Nada sucede por azar. Los mayas creían profundamente que en el cosmos todo se movía de acuerdo con un designio divino, desde los movimientos de las estrellas a los movimientos intestinales de un granjero. Si algo se torcía era porque los dioses no estaban contentos.
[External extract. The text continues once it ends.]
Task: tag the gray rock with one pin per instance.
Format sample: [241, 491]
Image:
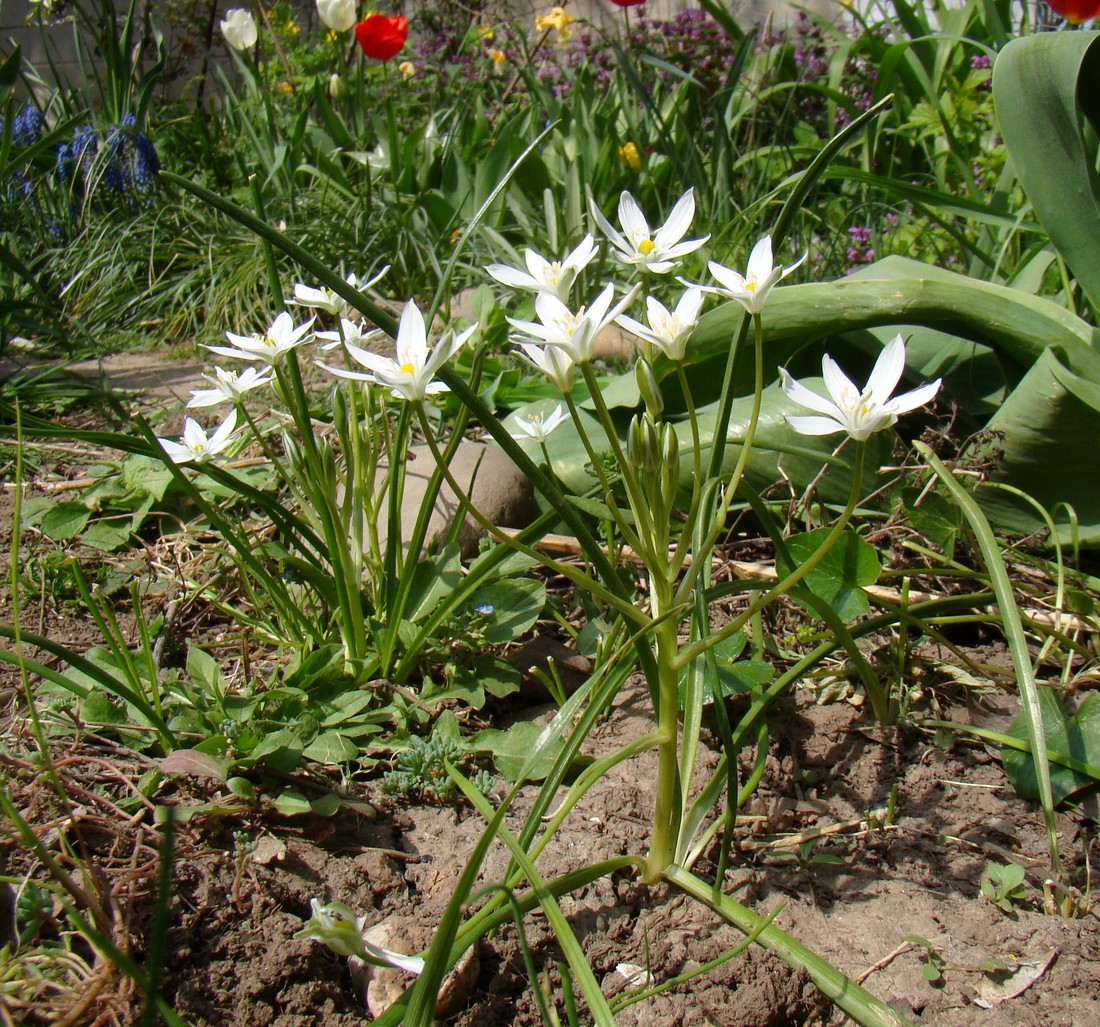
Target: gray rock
[501, 493]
Por tanto, estudiaban el problema, buscaban una causa, una solución y hacían lo necesario para apaciguar a los dioses.
Tras largas deliberaciones entre los sacerdotes y los astrólogos, que escrutaron los cielos y estudiaron los textos antiguos, se eligió el día más propicio para el juicio en el que se determinaría el alcance del delito que Kaan había cometido contra los dioses y qué había que hacer para apaciguarlos y devolver el equilibrio al mundo.
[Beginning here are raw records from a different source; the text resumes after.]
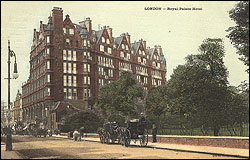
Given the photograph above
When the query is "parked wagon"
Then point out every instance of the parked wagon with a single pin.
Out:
(135, 131)
(110, 133)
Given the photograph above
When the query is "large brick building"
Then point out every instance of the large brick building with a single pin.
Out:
(71, 61)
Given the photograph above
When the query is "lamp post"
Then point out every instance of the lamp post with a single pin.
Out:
(15, 75)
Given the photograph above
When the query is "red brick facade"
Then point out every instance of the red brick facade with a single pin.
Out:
(72, 61)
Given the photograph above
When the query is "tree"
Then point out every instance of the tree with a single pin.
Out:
(120, 96)
(156, 103)
(89, 120)
(198, 89)
(239, 34)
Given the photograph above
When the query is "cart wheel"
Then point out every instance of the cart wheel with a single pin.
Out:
(144, 139)
(127, 138)
(108, 138)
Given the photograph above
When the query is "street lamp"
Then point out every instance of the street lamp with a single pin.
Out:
(15, 75)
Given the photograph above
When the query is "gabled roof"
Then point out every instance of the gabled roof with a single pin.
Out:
(135, 46)
(61, 105)
(118, 41)
(98, 35)
(81, 29)
(151, 52)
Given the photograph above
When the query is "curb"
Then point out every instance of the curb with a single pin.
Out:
(178, 150)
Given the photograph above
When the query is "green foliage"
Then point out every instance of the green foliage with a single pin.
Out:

Todos estaban asustados, desde el rey hasta el más humilde esclavo. Se había cometido un sacrilegio. ¿Qué había pasado en la casa del gran Kaan? ¿Cómo podía haber caído una suerte tan espantosa sobre un hombre al que todos admiraban? Sus partidarios aún estaban celebrando la victoria del Juego 13 cuando los dioses golpearon a su esposa y a su hijo no nacido. Primero la esposa de Balam; luego la de Kaan. Después, Kaan había hecho lo impensable. Al desquitarse contra los dioses y maldecirlos, había cuestionado sus designios. ¿Qué significado tenía aquello para la gente de Mayapán?
Kaan no habló en su defensa, no se retractó de sus blasfemias. Permaneció en silencio ante el tribunal de la plaza, mientras detrás del cordón de soldados que protegían el proceso, el populacho observaba en silencio, inquieto, y la élite de los Nueve Hermanos se lamentaba y se daba golpes en el pecho.
—Habla, hombre —le susurró Hu Imix con brusquedad.
Aunque Mayapán era una teocracia gobernada mayoritariamente por sacerdotes, también se necesitaban leyes seglares. Hu Imix estaba especializado en casos que no requerían la actuación de los dioses: herencias, divorcios, disputas de propiedad, disputas personales. Y aunque aquél era un caso de sacrilegio, se había ofrecido voluntariamente para defender a Kaan.
—Retráctate y podremos sacrificar a un prisionero en tu lugar. Los dioses se apaciguarán.
Pero Kaan guardaba silencio.
Sin embargo, cuando Hu Imix dijo que sacrificar a la joven no era suficiente, Kaan pestañeó y salió momentáneamente de su estupor.
—Ella no ha hecho nada —murmuró—. Es inocente.
Pero a nadie le importaba la chica. Aunque debía morir, sería un sacrificio insignificante, porque era de clase baja. Había que verter sangre noble.
Su Excelsa Eminencia, sentado en su trono con sus ropas más deslumbrantes, estaba disgustado. Kaan era el mejor jugador de pelota de Mayapán. Ya habían perdido al príncipe Balam…, en realidad nadie sabía dónde estaba. Y ahora Kaan. Por desgracia, el recinto donde encerraban a las víctimas para sacrificios estaba vacío. No había prisioneros de la nobleza de otras ciudades que ofrecer a los dioses. Así que Mayapán perdería a Kaan, y también partidos futuros.
—¡Habla! —susurró Hu Imix por última vez, consciente de que Su Excelsa Eminencia se vería forzado a tomar una decisión que nadie quería.
Pero el héroe de la pelota volvió a cerrarse en banda, como si ya estuviera muerto.
Se dictó sentencia y ésta fue comunicada por toda la ciudad: los blasfemos serían sacrificados a los dioses.